I was in a long-distance relationship for three years and one of those years was spent with my boyfriend on another continent. We were long distance from the start, since we met online, but we made it through and are engaged and living in the same city now. Looking back, it sometimes seems like it wasn't that bad, but make no mistake, a long-distance relationship is incredibly difficult and requires a high level of dedication and maturity on both parts.

It will not be fun

You may love the person, but this isn't going to be a lot of romance and dates. You have to get used to the fact that your level of commitment to the other person has to be much higher than might be normally expected in a dating relationship. You have to trust them, be able to talk to them honestly, and be willing to make time for them (which is even harder when the other person lives in a vastly different time zone). You will have to let things go. You can't let fights fester, because the other person isn't going to be there to remind you how much you love them with a hug or a sorrowful look. You both have to slog through the problems and work shit out. There will be lots of angst.

Get a computer

I spent a lot of money on phone calls until we started using voice chat programs to talk via computer. It revolutionized things. We could talk as long as we wanted and it was invaluable in avoiding international phone fees. We'd always talked via ICQ and AIM before, but having free phone calls helped us stay in touch much better than by just chatting online.

Know when it will end

It's not important that the end of the relationship be marriage, but you should both have a clear idea when the separation will be over and what both of your levels of commitment are. My boyfriend and I knew that we had four years to get through while I finished college. We managed to cut a year off of that, but having an idea of when the end was, even though it was far away, always helped. If you don't know when you will be back together again (for good, not just for a visit) then it will be much harder to keep going.

Sex will be weird

If you're in a sexual relationship, that's obviously another factor that gets distorted by distance. The longest we were apart at one time was seven months and when I saw him again I hardly recognized him. It was hard because he would want a lot of sex and I wouldn't, having basically ignored my sex drive for months on end. But whatever the situation, having sex again with someone you haven't seen for a while can be strange.

Reuniting will be hard

It was probably harder than it needed to be for me, since when my boyfriend and I reunited we were also going through reverse culture shock from both having lived for the past year or so in another country. But even though being in the same place again seems like it will solve all your problems, it won't. You both will have changed and won't be used to having the other in your daily life. You won't be used to interacting with each other and physical affection will take some time to work out. After three years apart, it took my boyfriend and I four or five months to get comfortable with being together again and work out how being together changed our lives.

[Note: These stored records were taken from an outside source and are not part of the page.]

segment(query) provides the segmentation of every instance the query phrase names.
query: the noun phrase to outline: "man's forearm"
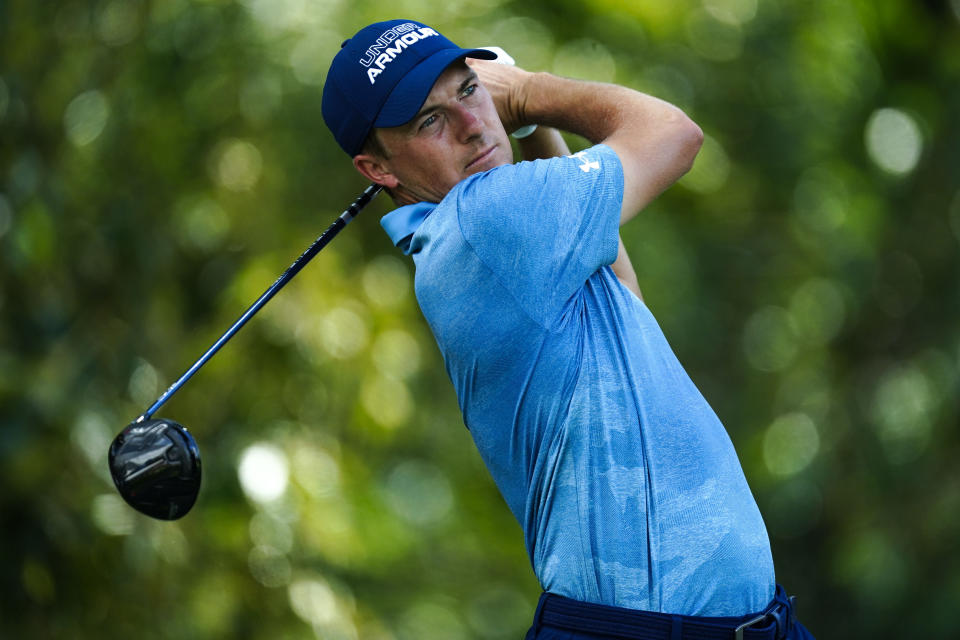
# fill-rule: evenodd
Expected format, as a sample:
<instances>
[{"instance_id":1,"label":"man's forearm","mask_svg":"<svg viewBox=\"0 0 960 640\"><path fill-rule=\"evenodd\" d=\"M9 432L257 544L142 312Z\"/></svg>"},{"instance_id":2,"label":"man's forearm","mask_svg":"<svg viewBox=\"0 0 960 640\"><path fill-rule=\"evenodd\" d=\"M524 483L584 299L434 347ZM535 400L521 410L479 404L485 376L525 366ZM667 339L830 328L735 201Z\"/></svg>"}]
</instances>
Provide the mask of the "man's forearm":
<instances>
[{"instance_id":1,"label":"man's forearm","mask_svg":"<svg viewBox=\"0 0 960 640\"><path fill-rule=\"evenodd\" d=\"M524 72L509 98L509 117L518 124L549 125L617 152L624 170L622 221L690 169L703 139L677 107L617 85Z\"/></svg>"}]
</instances>

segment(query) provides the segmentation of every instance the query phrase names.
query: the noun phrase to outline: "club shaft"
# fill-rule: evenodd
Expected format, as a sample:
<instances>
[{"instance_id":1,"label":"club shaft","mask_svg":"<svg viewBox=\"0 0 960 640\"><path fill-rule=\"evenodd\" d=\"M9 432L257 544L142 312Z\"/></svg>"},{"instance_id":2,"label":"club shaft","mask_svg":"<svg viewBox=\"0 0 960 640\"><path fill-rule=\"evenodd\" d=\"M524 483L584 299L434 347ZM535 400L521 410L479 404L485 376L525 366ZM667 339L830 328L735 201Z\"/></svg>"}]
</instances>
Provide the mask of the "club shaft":
<instances>
[{"instance_id":1,"label":"club shaft","mask_svg":"<svg viewBox=\"0 0 960 640\"><path fill-rule=\"evenodd\" d=\"M212 358L214 354L220 350L220 347L226 344L227 341L230 340L230 338L232 338L234 334L236 334L243 327L243 325L247 323L247 320L253 317L253 315L265 304L270 302L270 299L275 296L277 292L284 287L284 285L290 282L290 280L292 280L293 277L297 275L300 270L303 269L307 263L313 259L315 255L320 253L320 250L327 246L327 244L333 240L333 237L340 233L340 230L347 226L347 224L353 220L358 213L360 213L360 210L367 206L374 196L380 193L381 188L382 187L379 185L371 184L369 187L364 189L363 193L361 193L360 196L353 201L353 204L347 207L346 211L341 213L340 216L333 221L333 224L327 227L326 231L321 233L317 239L313 241L313 244L307 247L307 250L300 254L300 257L297 258L293 264L287 267L287 270L284 271L279 278L277 278L276 282L270 285L270 288L264 291L263 295L257 298L257 301L250 305L250 307L243 312L243 315L237 318L237 321L234 322L230 328L227 329L224 334L220 336L217 341L214 342L213 345L207 349L207 351L200 356L200 358L194 362L193 365L187 369L187 371L180 376L176 382L170 385L170 387L163 392L163 395L157 398L157 401L154 402L149 409L144 411L143 414L136 419L136 422L149 420L150 417L153 416L154 412L157 411L157 409L162 407L173 394L179 391L180 387L186 384L187 380L192 378L193 374L199 371L200 367L205 365L207 361L210 360L210 358Z\"/></svg>"}]
</instances>

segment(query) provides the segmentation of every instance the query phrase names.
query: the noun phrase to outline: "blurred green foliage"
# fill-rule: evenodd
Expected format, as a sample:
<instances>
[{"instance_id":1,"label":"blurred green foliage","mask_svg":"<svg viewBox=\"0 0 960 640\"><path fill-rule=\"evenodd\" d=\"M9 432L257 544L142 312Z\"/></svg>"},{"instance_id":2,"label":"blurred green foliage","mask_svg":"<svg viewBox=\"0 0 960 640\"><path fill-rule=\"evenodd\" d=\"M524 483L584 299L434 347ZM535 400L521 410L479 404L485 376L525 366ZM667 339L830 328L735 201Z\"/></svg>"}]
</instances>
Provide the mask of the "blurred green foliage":
<instances>
[{"instance_id":1,"label":"blurred green foliage","mask_svg":"<svg viewBox=\"0 0 960 640\"><path fill-rule=\"evenodd\" d=\"M960 635L958 0L0 1L0 636L518 638L538 588L374 203L160 412L204 487L107 446L364 186L340 41L422 19L704 129L623 230L820 637ZM574 146L583 141L571 139Z\"/></svg>"}]
</instances>

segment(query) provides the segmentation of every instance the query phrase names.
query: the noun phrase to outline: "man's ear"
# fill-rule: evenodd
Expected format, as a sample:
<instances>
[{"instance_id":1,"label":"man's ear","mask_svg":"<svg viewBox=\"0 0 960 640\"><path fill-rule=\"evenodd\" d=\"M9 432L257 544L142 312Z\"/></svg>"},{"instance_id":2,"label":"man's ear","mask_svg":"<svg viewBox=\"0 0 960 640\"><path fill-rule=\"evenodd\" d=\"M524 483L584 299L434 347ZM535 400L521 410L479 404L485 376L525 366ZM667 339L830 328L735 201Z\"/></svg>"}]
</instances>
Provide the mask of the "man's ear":
<instances>
[{"instance_id":1,"label":"man's ear","mask_svg":"<svg viewBox=\"0 0 960 640\"><path fill-rule=\"evenodd\" d=\"M383 159L367 153L353 156L353 166L370 182L376 182L388 189L395 189L400 181L393 175Z\"/></svg>"}]
</instances>

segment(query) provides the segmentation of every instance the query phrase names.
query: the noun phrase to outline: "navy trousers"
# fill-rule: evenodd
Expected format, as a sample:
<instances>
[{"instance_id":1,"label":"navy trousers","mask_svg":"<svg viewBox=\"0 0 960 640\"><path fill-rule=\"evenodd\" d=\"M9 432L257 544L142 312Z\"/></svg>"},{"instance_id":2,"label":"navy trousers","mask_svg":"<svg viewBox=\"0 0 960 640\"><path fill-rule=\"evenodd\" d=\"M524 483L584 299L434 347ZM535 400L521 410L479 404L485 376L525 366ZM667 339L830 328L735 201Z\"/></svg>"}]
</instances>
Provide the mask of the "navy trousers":
<instances>
[{"instance_id":1,"label":"navy trousers","mask_svg":"<svg viewBox=\"0 0 960 640\"><path fill-rule=\"evenodd\" d=\"M742 618L681 616L579 602L544 593L526 640L814 640L777 585L766 609Z\"/></svg>"}]
</instances>

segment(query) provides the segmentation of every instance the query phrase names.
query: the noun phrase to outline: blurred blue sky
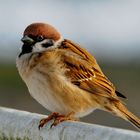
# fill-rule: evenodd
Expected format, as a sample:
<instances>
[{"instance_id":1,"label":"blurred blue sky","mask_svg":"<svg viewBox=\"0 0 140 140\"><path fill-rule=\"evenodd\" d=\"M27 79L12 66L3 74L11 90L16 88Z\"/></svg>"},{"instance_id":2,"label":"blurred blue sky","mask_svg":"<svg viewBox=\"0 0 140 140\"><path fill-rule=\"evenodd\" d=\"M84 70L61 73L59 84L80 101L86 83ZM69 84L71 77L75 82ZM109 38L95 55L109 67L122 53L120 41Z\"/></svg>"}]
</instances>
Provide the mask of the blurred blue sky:
<instances>
[{"instance_id":1,"label":"blurred blue sky","mask_svg":"<svg viewBox=\"0 0 140 140\"><path fill-rule=\"evenodd\" d=\"M139 0L0 0L1 60L15 61L33 22L52 24L100 60L140 62Z\"/></svg>"}]
</instances>

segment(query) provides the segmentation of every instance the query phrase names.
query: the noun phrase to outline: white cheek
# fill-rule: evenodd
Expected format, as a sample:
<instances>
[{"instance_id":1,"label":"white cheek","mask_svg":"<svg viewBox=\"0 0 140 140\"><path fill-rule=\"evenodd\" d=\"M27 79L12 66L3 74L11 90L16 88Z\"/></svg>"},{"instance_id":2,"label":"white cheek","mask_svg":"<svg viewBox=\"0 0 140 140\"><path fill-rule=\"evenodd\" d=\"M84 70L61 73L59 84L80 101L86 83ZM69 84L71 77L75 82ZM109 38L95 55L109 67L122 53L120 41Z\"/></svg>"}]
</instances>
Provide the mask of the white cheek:
<instances>
[{"instance_id":1,"label":"white cheek","mask_svg":"<svg viewBox=\"0 0 140 140\"><path fill-rule=\"evenodd\" d=\"M33 52L42 52L45 51L46 48L42 47L42 44L46 43L46 40L42 41L42 42L38 42L33 46Z\"/></svg>"}]
</instances>

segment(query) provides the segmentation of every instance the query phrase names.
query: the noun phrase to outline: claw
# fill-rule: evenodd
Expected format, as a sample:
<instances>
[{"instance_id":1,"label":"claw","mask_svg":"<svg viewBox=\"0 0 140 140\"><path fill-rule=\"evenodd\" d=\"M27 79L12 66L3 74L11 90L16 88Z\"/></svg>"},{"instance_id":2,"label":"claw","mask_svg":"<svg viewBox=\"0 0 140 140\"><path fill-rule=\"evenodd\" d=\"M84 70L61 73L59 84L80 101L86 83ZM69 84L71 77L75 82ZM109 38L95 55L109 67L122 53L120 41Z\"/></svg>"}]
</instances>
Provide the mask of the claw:
<instances>
[{"instance_id":1,"label":"claw","mask_svg":"<svg viewBox=\"0 0 140 140\"><path fill-rule=\"evenodd\" d=\"M60 115L59 113L52 113L50 116L48 116L47 118L41 119L38 129L40 130L40 128L42 128L46 123L48 123L50 120L54 119L54 122L52 123L52 125L50 126L50 128L58 125L60 122L66 121L66 120L73 120L73 121L77 121L77 119L75 119L73 117L74 113L71 112L68 115Z\"/></svg>"}]
</instances>

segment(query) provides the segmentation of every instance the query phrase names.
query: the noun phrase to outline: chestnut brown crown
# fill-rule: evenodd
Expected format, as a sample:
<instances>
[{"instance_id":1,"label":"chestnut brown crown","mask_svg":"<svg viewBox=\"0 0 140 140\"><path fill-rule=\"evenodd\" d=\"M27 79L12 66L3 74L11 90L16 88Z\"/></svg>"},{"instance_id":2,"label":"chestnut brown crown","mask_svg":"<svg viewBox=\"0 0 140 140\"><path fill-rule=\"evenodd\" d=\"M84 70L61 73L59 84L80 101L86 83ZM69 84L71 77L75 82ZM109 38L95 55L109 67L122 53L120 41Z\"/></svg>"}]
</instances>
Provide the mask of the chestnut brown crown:
<instances>
[{"instance_id":1,"label":"chestnut brown crown","mask_svg":"<svg viewBox=\"0 0 140 140\"><path fill-rule=\"evenodd\" d=\"M46 23L33 23L27 26L24 31L24 36L39 36L42 35L46 39L57 41L60 39L60 33L51 25Z\"/></svg>"}]
</instances>

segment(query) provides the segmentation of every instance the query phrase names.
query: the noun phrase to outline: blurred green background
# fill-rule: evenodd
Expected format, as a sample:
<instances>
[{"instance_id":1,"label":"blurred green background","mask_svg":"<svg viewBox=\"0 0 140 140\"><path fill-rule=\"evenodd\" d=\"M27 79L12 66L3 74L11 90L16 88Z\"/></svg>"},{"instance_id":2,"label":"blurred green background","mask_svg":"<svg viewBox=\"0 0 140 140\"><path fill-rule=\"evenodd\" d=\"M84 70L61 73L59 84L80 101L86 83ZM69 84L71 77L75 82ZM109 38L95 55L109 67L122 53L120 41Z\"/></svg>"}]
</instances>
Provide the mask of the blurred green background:
<instances>
[{"instance_id":1,"label":"blurred green background","mask_svg":"<svg viewBox=\"0 0 140 140\"><path fill-rule=\"evenodd\" d=\"M32 22L54 25L64 36L96 57L127 107L140 116L140 2L136 0L0 1L0 106L49 114L30 95L18 75L15 59L24 28ZM7 10L5 10L7 9ZM135 130L103 111L82 121Z\"/></svg>"}]
</instances>

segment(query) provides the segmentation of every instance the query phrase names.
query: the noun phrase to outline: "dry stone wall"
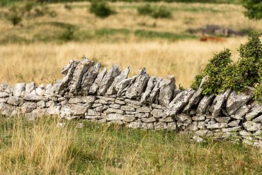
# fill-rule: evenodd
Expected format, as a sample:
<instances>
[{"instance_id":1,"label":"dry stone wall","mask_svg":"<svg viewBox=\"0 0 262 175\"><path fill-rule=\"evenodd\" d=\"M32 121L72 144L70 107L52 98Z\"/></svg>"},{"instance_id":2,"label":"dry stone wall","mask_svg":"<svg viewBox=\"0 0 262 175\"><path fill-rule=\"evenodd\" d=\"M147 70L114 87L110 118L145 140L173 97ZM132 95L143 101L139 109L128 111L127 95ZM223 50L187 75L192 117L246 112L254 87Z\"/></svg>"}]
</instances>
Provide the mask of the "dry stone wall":
<instances>
[{"instance_id":1,"label":"dry stone wall","mask_svg":"<svg viewBox=\"0 0 262 175\"><path fill-rule=\"evenodd\" d=\"M88 59L71 60L63 78L45 86L19 83L0 86L3 116L23 114L28 120L57 115L62 119L85 118L132 128L168 129L262 145L262 106L253 100L254 89L241 93L229 89L217 95L179 91L174 76L150 76L145 68L128 77L116 64L108 70Z\"/></svg>"}]
</instances>

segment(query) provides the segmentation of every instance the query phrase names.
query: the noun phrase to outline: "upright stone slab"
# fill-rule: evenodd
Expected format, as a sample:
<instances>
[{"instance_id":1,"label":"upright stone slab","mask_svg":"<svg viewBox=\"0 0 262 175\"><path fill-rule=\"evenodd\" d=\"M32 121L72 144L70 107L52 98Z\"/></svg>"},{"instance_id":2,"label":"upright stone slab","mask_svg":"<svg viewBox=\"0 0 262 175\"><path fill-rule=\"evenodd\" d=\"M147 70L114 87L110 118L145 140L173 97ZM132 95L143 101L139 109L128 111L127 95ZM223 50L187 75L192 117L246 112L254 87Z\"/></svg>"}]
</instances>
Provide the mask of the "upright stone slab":
<instances>
[{"instance_id":1,"label":"upright stone slab","mask_svg":"<svg viewBox=\"0 0 262 175\"><path fill-rule=\"evenodd\" d=\"M239 93L233 91L227 101L226 110L228 115L234 114L241 107L247 104L253 95L254 92L252 91L246 91Z\"/></svg>"},{"instance_id":2,"label":"upright stone slab","mask_svg":"<svg viewBox=\"0 0 262 175\"><path fill-rule=\"evenodd\" d=\"M169 115L173 116L178 113L188 102L195 91L192 89L186 89L179 93L174 100L169 104Z\"/></svg>"},{"instance_id":3,"label":"upright stone slab","mask_svg":"<svg viewBox=\"0 0 262 175\"><path fill-rule=\"evenodd\" d=\"M159 96L158 101L160 105L168 107L173 96L174 89L176 89L174 76L163 78L159 84Z\"/></svg>"},{"instance_id":4,"label":"upright stone slab","mask_svg":"<svg viewBox=\"0 0 262 175\"><path fill-rule=\"evenodd\" d=\"M81 84L81 93L83 95L88 95L89 91L90 90L94 80L99 73L100 68L101 62L98 62L94 66L90 67L89 70L83 75Z\"/></svg>"},{"instance_id":5,"label":"upright stone slab","mask_svg":"<svg viewBox=\"0 0 262 175\"><path fill-rule=\"evenodd\" d=\"M130 71L130 67L128 66L119 75L114 78L114 82L112 83L111 86L109 87L105 94L112 95L117 93L117 91L116 89L116 87L117 84L122 80L125 80L128 77Z\"/></svg>"},{"instance_id":6,"label":"upright stone slab","mask_svg":"<svg viewBox=\"0 0 262 175\"><path fill-rule=\"evenodd\" d=\"M90 61L88 59L82 59L77 66L70 84L69 90L72 94L77 94L77 91L81 86L82 82L82 77L85 73L94 65L94 62Z\"/></svg>"},{"instance_id":7,"label":"upright stone slab","mask_svg":"<svg viewBox=\"0 0 262 175\"><path fill-rule=\"evenodd\" d=\"M184 108L183 112L188 112L191 108L201 98L203 91L203 84L207 81L208 76L204 77L200 83L199 89L194 93L190 100L189 100L188 105Z\"/></svg>"},{"instance_id":8,"label":"upright stone slab","mask_svg":"<svg viewBox=\"0 0 262 175\"><path fill-rule=\"evenodd\" d=\"M143 93L141 98L140 100L140 102L141 103L146 103L148 101L148 98L150 95L151 91L153 89L154 86L154 82L155 82L156 78L154 77L150 77L149 78L148 82L148 86L145 89L145 91L144 93Z\"/></svg>"},{"instance_id":9,"label":"upright stone slab","mask_svg":"<svg viewBox=\"0 0 262 175\"><path fill-rule=\"evenodd\" d=\"M145 68L141 70L134 83L126 91L125 97L128 98L137 98L145 91L149 75L146 73Z\"/></svg>"},{"instance_id":10,"label":"upright stone slab","mask_svg":"<svg viewBox=\"0 0 262 175\"><path fill-rule=\"evenodd\" d=\"M108 70L108 73L103 77L100 84L99 93L101 95L105 95L108 89L111 86L116 77L121 73L121 69L117 64L113 64Z\"/></svg>"},{"instance_id":11,"label":"upright stone slab","mask_svg":"<svg viewBox=\"0 0 262 175\"><path fill-rule=\"evenodd\" d=\"M91 86L90 89L89 90L89 93L94 94L97 93L97 90L99 89L99 86L102 82L102 80L105 75L106 74L106 68L103 68L102 71L98 74L94 82Z\"/></svg>"}]
</instances>

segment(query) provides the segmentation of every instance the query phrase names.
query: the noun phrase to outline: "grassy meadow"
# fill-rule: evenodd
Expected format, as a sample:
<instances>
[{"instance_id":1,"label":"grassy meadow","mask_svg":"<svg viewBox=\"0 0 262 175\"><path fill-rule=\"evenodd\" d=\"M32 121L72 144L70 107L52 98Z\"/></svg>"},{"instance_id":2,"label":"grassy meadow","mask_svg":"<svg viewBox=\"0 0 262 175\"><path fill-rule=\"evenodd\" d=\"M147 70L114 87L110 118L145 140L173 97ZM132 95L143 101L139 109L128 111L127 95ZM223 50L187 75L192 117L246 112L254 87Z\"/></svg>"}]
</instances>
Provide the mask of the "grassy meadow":
<instances>
[{"instance_id":1,"label":"grassy meadow","mask_svg":"<svg viewBox=\"0 0 262 175\"><path fill-rule=\"evenodd\" d=\"M170 9L170 19L139 15L144 4L110 3L117 12L101 19L89 12L88 2L50 3L16 26L6 17L10 7L0 7L0 82L48 84L61 77L70 59L85 56L107 67L130 66L130 75L142 67L150 75L174 75L177 86L188 88L214 53L229 48L236 60L248 38L201 42L201 33L188 29L215 24L262 31L262 21L248 19L235 3L152 3ZM261 148L81 120L57 127L59 122L1 117L0 174L262 174Z\"/></svg>"}]
</instances>

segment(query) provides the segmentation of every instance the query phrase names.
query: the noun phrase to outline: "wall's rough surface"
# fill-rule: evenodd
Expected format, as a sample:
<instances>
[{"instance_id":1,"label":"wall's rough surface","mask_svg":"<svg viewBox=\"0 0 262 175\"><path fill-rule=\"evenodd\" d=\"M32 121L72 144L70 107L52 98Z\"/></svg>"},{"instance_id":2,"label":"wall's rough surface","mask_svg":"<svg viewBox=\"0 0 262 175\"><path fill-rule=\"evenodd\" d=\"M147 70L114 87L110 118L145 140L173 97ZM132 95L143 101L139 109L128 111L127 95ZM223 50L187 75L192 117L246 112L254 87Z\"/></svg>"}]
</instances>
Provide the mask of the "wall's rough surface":
<instances>
[{"instance_id":1,"label":"wall's rough surface","mask_svg":"<svg viewBox=\"0 0 262 175\"><path fill-rule=\"evenodd\" d=\"M150 77L142 68L128 77L129 67L123 72L117 65L99 71L101 67L88 59L72 60L62 69L64 77L46 87L1 84L1 114L22 113L28 120L59 115L191 133L197 141L212 136L262 145L262 106L254 101L252 89L203 96L201 85L197 91L177 89L174 76Z\"/></svg>"}]
</instances>

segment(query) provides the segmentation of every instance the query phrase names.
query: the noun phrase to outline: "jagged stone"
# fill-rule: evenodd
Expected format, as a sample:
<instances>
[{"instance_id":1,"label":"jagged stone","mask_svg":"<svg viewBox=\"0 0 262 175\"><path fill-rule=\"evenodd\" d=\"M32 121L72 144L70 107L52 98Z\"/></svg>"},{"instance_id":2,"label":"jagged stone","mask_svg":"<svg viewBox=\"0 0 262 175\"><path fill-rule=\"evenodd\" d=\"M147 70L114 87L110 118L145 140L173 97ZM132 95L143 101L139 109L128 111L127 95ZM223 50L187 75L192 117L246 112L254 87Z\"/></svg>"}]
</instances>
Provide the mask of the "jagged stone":
<instances>
[{"instance_id":1,"label":"jagged stone","mask_svg":"<svg viewBox=\"0 0 262 175\"><path fill-rule=\"evenodd\" d=\"M245 119L249 121L262 113L262 107L259 104L253 104L250 111L245 115Z\"/></svg>"},{"instance_id":2,"label":"jagged stone","mask_svg":"<svg viewBox=\"0 0 262 175\"><path fill-rule=\"evenodd\" d=\"M145 107L137 108L136 111L140 112L140 113L150 113L151 110L149 107Z\"/></svg>"},{"instance_id":3,"label":"jagged stone","mask_svg":"<svg viewBox=\"0 0 262 175\"><path fill-rule=\"evenodd\" d=\"M81 92L83 95L88 95L94 84L94 80L99 73L101 62L97 63L94 66L90 67L88 71L83 75L81 84Z\"/></svg>"},{"instance_id":4,"label":"jagged stone","mask_svg":"<svg viewBox=\"0 0 262 175\"><path fill-rule=\"evenodd\" d=\"M151 91L151 93L149 95L149 97L148 98L148 100L147 100L147 101L149 103L152 103L157 98L157 93L159 92L159 90L160 90L159 84L161 81L162 81L162 78L158 77L156 79L154 86L153 89Z\"/></svg>"},{"instance_id":5,"label":"jagged stone","mask_svg":"<svg viewBox=\"0 0 262 175\"><path fill-rule=\"evenodd\" d=\"M226 104L226 110L228 115L234 114L241 107L247 104L253 95L254 92L252 91L241 93L233 91L230 93Z\"/></svg>"},{"instance_id":6,"label":"jagged stone","mask_svg":"<svg viewBox=\"0 0 262 175\"><path fill-rule=\"evenodd\" d=\"M256 131L257 130L262 129L262 124L259 122L254 122L252 121L248 121L243 123L243 126L248 131Z\"/></svg>"},{"instance_id":7,"label":"jagged stone","mask_svg":"<svg viewBox=\"0 0 262 175\"><path fill-rule=\"evenodd\" d=\"M141 103L147 103L148 102L147 100L148 100L148 98L149 97L149 95L150 95L151 91L154 88L154 82L155 80L156 80L156 78L154 77L150 77L149 78L145 93L143 93L141 98L140 100L140 102Z\"/></svg>"},{"instance_id":8,"label":"jagged stone","mask_svg":"<svg viewBox=\"0 0 262 175\"><path fill-rule=\"evenodd\" d=\"M249 109L247 105L243 105L237 111L236 111L234 115L231 115L230 117L235 118L235 119L239 119L243 120L245 114L248 113L249 111Z\"/></svg>"},{"instance_id":9,"label":"jagged stone","mask_svg":"<svg viewBox=\"0 0 262 175\"><path fill-rule=\"evenodd\" d=\"M98 74L97 78L94 80L93 84L91 86L89 90L89 93L94 94L99 90L100 84L101 84L102 80L105 75L106 74L106 68L103 68L102 71Z\"/></svg>"},{"instance_id":10,"label":"jagged stone","mask_svg":"<svg viewBox=\"0 0 262 175\"><path fill-rule=\"evenodd\" d=\"M159 84L159 96L158 98L160 105L168 107L173 97L174 89L176 89L174 76L168 76L162 79Z\"/></svg>"},{"instance_id":11,"label":"jagged stone","mask_svg":"<svg viewBox=\"0 0 262 175\"><path fill-rule=\"evenodd\" d=\"M125 80L128 77L130 71L130 68L128 67L121 73L120 73L119 75L116 77L114 78L113 82L112 83L111 86L108 88L105 94L106 95L111 95L111 94L117 93L118 90L119 90L119 86L117 87L117 86L120 82L121 82L121 81Z\"/></svg>"},{"instance_id":12,"label":"jagged stone","mask_svg":"<svg viewBox=\"0 0 262 175\"><path fill-rule=\"evenodd\" d=\"M170 110L168 114L171 116L177 114L177 113L187 104L194 92L195 91L193 89L188 89L177 94L168 105L168 109Z\"/></svg>"},{"instance_id":13,"label":"jagged stone","mask_svg":"<svg viewBox=\"0 0 262 175\"><path fill-rule=\"evenodd\" d=\"M200 100L203 91L203 84L207 81L208 76L204 77L200 83L199 89L193 94L188 101L188 105L183 109L183 112L188 112L191 108ZM201 104L203 106L203 104ZM206 104L205 104L206 105ZM203 110L203 109L202 109Z\"/></svg>"},{"instance_id":14,"label":"jagged stone","mask_svg":"<svg viewBox=\"0 0 262 175\"><path fill-rule=\"evenodd\" d=\"M134 83L127 89L125 97L131 99L141 96L145 90L148 80L149 75L146 73L145 68L143 68L139 72Z\"/></svg>"},{"instance_id":15,"label":"jagged stone","mask_svg":"<svg viewBox=\"0 0 262 175\"><path fill-rule=\"evenodd\" d=\"M215 98L212 104L213 111L212 116L213 117L218 117L220 115L221 108L224 105L227 99L228 98L228 96L230 94L231 91L231 89L228 89L225 91L224 93L219 94Z\"/></svg>"},{"instance_id":16,"label":"jagged stone","mask_svg":"<svg viewBox=\"0 0 262 175\"><path fill-rule=\"evenodd\" d=\"M259 122L261 121L262 121L262 115L252 120L252 122Z\"/></svg>"},{"instance_id":17,"label":"jagged stone","mask_svg":"<svg viewBox=\"0 0 262 175\"><path fill-rule=\"evenodd\" d=\"M111 86L115 77L121 73L121 69L117 64L113 64L108 72L103 77L99 86L99 93L104 95L108 89Z\"/></svg>"},{"instance_id":18,"label":"jagged stone","mask_svg":"<svg viewBox=\"0 0 262 175\"><path fill-rule=\"evenodd\" d=\"M94 64L94 62L90 61L88 59L83 59L77 64L69 85L69 90L71 93L77 94L77 91L81 87L83 75Z\"/></svg>"},{"instance_id":19,"label":"jagged stone","mask_svg":"<svg viewBox=\"0 0 262 175\"><path fill-rule=\"evenodd\" d=\"M200 101L199 104L196 109L196 113L199 113L199 114L205 113L206 109L208 105L210 105L214 96L214 95L213 94L204 96L202 98L202 100Z\"/></svg>"},{"instance_id":20,"label":"jagged stone","mask_svg":"<svg viewBox=\"0 0 262 175\"><path fill-rule=\"evenodd\" d=\"M21 97L22 93L26 91L26 84L17 83L14 85L12 94L14 97Z\"/></svg>"}]
</instances>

Having a long-distance relationship required an extraordinary amount of commitment, trust, and slogging through bucketfuls of angst. I got engaged part way through and actually it didn't really come as a surprise. Both of us had put such a level of stubborn determination into making it work that it felt like the commitment to getting married couldn't possibly be harder. In a way, we'd both decided on a marriage-like attitude towards each other from maybe halfway through, simply because that's what it took for us to keep it together.

The best thing to remember though is that it can be done! It's hard and will force you both to go through a lot of pain, but you can get though and it and your relationship will be the stronger for it.